For the sake of simplicity, our storage will work only with existing tables. Create the table manually before we begin.

Storage

First of all, we create an adapter that does nothing and register it in our plugin.

from __future__ import annotations

from typing import Any
import sqlalchemy as sa

import ckan.plugins as p
from ckan.model.types import make_uuid
from ckanext.files import shared


class ExamplePlugin(p.SingletonPlugin):
    p.implements(shared.IFiles)
    def files_get_storage_adapters(self) -> dict[str, Any]:
        return {"example:db": DbStorage}


class DbStorage(shared.Storage):
    ...

After installing and enabling your custom plugin, you can configure storage with this adapter by adding a single new line to config file:

ckanext.files.storage.db.type = files:db

But if you check storage via ckan files storages -v, you'll see that it can't do anything.

ckan files storages -v

... db: example:db
...        Supports: Capability.NONE
...        Does not support: Capability.REMOVE|STREAM|CREATE|...

Settings

Before we start uploading files, let's make sure that storage has proper configuration. As files will be stored in the DB table, we need the name of the table and DB connection string. Let's assume that table already exists, but we don't know which columns to use for files. So we need name of column for content and for file's unique identifier. ckanext-files uses term location instead of identifier, so we'll do the same in our implementation.

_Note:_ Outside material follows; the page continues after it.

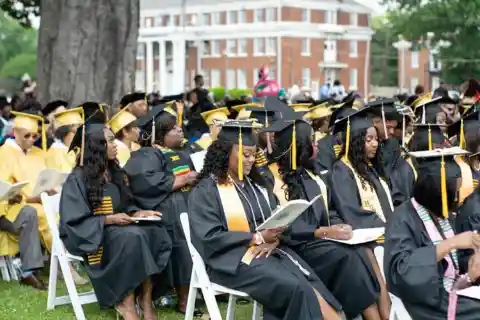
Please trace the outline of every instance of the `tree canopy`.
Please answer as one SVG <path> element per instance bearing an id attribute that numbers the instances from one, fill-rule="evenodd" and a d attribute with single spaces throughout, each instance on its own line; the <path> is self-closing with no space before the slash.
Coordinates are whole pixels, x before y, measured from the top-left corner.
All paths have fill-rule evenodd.
<path id="1" fill-rule="evenodd" d="M 40 16 L 40 0 L 2 0 L 0 10 L 24 27 L 32 26 L 32 18 Z"/>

There are 4 required options in total:

  • db_url: DB connection string
  • table: name of the table
  • location_column: name of column for file's unique identifier
  • content_column: name of column for file's content

Tip

It's not mandatory, but is highly recommended that you declare config options for the adapter. It can be done via Storage.declare_config_options class method, which accepts declaration object and key namespace for storage options.

class DbStorage(shared.Storage):

    @classmethod
    def declare_config_options(cls, declaration, key):
        declaration.declare(key.db_url).required()
        declaration.declare(key.table).required()
        declaration.declare(key.location_column).required()
        declaration.declare(key.content_column).required()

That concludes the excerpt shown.